Shady shopping street
Everything in Sidi Bou Said centers around Rue Habib Thameur. The road climbs the hill, passing at first well-maintained white houses, always with blue details and plants and flowers all over. It soon enters the zone of tourist stalls. All-absorbing as the shops always are, this is the place where you lose sight of Sidi Bou Said’s unique identity. But just for a little while. At its summit, the street opens up for a little while in an unnamed square.
Blue and white street
What makes Sidi Bou Said so attractive is that it still is a living village. Of course many of the inhabitants work with national and international visitors, but they are usually of local families with long histories here. Sidi Bou Said is not a place where anyone wishes move from, perhaps except when wealthy Tunisians buy a summer house here. The private parts of Sidi Bou Said starts immediately where Rue Habib Thameur ends.

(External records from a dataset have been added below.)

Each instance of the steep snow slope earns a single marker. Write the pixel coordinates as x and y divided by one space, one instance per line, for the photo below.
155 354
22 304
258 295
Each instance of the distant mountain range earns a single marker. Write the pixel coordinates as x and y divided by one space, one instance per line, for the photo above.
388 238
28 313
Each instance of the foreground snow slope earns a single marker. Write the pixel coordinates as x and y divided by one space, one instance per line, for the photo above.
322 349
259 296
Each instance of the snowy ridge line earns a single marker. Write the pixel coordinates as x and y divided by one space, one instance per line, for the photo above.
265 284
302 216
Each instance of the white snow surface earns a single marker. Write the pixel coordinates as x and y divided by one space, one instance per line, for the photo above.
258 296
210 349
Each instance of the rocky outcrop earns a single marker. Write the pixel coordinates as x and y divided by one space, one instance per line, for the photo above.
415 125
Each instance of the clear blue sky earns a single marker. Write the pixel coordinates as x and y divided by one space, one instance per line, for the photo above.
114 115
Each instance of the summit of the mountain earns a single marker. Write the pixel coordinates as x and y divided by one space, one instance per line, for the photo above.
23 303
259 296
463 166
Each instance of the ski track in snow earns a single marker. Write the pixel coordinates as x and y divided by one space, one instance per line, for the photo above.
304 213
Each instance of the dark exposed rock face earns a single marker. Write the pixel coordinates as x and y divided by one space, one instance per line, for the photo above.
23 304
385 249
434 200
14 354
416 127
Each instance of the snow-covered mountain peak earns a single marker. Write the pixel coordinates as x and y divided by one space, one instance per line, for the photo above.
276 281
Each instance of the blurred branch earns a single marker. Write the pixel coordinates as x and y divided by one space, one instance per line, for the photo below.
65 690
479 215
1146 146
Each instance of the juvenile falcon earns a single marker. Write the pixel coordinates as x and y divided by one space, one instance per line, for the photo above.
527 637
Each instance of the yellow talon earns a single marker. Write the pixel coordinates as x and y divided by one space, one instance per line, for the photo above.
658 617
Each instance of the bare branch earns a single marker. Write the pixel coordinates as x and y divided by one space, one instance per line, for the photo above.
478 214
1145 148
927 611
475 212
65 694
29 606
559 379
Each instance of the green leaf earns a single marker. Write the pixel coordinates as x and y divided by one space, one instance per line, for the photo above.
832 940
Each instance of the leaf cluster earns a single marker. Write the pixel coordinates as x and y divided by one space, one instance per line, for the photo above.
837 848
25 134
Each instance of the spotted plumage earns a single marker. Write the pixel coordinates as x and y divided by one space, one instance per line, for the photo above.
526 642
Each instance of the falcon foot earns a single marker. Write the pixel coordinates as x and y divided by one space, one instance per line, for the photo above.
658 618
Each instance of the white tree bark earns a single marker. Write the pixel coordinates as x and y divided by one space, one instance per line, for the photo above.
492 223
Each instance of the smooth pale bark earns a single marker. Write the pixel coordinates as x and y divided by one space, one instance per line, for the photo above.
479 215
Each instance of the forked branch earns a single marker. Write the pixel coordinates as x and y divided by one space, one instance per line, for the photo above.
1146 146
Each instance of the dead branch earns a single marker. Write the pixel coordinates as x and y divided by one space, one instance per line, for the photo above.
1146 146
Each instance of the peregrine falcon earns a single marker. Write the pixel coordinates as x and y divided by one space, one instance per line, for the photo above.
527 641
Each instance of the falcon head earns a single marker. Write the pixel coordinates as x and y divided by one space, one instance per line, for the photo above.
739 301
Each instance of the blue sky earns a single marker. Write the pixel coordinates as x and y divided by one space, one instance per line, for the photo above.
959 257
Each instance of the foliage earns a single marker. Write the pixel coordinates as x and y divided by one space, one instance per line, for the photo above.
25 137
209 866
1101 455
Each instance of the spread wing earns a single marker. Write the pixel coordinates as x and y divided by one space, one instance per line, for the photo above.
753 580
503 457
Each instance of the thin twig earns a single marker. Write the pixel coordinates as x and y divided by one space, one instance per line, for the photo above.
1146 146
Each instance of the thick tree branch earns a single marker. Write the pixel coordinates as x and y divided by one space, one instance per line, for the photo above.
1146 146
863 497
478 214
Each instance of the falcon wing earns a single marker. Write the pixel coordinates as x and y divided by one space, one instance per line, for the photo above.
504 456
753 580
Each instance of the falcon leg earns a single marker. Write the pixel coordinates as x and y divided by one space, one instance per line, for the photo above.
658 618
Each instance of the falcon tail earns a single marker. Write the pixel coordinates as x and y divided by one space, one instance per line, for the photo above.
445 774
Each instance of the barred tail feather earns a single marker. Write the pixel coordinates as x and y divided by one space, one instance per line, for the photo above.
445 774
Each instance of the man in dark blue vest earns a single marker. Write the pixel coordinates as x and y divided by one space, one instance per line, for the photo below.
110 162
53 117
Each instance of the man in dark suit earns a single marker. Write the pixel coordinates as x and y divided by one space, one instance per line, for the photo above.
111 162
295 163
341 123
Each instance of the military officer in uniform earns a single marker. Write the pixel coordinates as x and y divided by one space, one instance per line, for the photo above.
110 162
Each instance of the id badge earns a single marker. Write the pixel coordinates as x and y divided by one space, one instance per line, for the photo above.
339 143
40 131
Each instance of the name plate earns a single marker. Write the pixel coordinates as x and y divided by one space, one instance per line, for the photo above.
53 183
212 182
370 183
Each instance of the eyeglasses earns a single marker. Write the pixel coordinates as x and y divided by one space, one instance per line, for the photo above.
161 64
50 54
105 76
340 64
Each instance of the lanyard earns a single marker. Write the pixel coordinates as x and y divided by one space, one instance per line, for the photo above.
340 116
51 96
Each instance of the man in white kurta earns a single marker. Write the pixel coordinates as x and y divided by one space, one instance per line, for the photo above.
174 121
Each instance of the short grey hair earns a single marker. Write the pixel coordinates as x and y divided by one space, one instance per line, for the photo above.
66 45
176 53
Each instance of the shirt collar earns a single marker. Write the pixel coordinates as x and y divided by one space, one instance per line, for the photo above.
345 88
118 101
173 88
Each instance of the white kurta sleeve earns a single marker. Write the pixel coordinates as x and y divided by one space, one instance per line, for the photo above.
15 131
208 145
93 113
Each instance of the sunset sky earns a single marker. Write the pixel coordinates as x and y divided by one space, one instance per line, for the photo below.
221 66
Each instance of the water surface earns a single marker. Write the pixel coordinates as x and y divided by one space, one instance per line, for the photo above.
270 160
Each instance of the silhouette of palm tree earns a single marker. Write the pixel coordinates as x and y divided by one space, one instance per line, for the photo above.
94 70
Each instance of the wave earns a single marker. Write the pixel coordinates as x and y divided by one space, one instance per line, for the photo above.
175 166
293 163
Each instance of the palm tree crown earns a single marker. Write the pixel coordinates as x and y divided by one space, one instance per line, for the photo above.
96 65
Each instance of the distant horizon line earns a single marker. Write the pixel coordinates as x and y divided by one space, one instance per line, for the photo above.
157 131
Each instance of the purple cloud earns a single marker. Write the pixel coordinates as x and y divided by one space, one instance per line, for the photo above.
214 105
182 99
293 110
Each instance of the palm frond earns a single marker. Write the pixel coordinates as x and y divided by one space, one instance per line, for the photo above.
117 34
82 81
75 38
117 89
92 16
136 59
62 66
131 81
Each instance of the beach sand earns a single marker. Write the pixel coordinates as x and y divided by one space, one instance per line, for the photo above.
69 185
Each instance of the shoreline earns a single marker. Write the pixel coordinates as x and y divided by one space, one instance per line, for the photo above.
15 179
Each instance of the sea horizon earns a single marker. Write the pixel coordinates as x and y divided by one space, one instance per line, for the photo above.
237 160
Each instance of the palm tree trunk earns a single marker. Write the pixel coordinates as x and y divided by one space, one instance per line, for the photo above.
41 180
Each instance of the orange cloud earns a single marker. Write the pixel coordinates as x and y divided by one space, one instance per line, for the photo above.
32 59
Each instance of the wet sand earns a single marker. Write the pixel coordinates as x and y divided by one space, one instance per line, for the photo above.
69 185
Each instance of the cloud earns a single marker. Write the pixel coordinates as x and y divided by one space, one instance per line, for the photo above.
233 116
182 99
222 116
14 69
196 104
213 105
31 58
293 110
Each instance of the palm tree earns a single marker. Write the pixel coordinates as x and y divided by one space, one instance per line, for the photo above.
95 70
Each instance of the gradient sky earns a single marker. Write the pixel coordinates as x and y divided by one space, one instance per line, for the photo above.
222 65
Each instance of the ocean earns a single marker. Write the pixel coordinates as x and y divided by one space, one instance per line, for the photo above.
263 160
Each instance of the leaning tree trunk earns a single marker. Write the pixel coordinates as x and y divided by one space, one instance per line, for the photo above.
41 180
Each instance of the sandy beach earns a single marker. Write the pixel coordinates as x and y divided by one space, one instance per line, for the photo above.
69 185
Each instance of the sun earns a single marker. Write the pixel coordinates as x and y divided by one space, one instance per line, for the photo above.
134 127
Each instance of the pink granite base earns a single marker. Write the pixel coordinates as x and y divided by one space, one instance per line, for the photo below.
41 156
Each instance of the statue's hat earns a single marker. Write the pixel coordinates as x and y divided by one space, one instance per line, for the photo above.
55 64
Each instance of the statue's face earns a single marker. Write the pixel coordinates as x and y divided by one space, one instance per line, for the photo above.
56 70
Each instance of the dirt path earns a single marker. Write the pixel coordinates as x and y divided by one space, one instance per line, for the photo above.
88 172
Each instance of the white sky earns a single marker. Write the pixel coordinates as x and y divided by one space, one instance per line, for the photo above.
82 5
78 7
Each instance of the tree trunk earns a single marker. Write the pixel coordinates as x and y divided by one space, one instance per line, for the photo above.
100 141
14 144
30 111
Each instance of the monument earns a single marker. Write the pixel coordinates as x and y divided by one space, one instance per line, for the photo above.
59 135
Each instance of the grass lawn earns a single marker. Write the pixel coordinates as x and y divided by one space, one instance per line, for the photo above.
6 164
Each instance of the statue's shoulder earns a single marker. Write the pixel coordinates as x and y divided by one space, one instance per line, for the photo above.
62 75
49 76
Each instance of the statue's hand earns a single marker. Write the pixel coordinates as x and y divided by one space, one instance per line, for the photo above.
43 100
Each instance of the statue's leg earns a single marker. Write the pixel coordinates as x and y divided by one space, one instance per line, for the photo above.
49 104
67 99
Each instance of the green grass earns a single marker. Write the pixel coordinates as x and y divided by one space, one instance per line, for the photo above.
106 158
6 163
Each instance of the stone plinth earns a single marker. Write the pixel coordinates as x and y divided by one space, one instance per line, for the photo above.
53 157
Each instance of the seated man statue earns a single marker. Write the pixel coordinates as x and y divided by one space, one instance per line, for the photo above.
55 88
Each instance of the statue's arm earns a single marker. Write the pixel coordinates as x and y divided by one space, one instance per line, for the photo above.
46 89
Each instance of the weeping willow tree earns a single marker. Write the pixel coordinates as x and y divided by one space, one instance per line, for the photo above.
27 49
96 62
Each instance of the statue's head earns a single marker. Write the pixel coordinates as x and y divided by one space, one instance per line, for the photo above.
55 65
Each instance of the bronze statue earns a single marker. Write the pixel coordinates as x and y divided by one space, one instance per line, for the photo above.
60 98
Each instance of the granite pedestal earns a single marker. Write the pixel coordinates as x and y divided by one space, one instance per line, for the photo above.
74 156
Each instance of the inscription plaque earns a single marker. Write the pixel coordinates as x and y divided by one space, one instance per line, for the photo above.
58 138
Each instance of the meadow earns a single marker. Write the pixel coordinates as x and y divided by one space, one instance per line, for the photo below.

Decorative doors and windows
Where all tourists end up
At the top of the climb of Rue Habib Thameur, there is a little unnamed square. Cafes take over from the shops and beyond this is only the tranquility of cool white walls and sea views. The square is dominated by the legendary Cafe des Nattes, a Tunisian institution. All Tunisian, with colourful interior and snotty waiters.
Near the sea
Pathway to the sea
The thing about Sidi Bou Said is that you have to climb to the top to get access to the sea below. Or actually, you may enjoy it best from Café Sidi Chaabane, which offers stunning views over the Gulf of Tunis, flanked by the mountains behind Hammam Lif. The climb down to the sea is nice by itself, the steps pass a few nice houses and some fresh vegetation. Just wish somebody could remove the litter. Nearby the sea, there is a marina of opulent Tunisians cruisers, as well as European yachts doing the North African coast. There is also a beach, not great, but good enough if you wish avoid the hassle of getting public transport to one of the other beaches along the coast.
Hotels and Alternatives
Sidi Bou Said offers a nice collection of hotels ranging from middle to high standard. There is no budget alternatives here. Budget travellers do best in going back to Tunis (20 km). Value for money is OK, but the main problem here is that Sidi Bou Said is such a popular place. If you plan to stay here in the summer, which is high season, book ahead.
Restaurants and Alternatives
Restaurants cover the entire range, from cheap to the Pirates, reputed to be the best restaurant in Tunisia.
Sidi Bou Said also offer some of Tunisia’s most famous cafés, like the overpriced but chic Café des Nattes and the romantic Café Sidi Chabaane.
Far less than you might expect. Some hours after sunset, Sidi Bou Said empties.
Down in the new town, you’ll find a bank that offers the usual services.
Use the TGM, but note that early in the mornings and in the afternoons, as well as all day through in the weekends, it can become very full.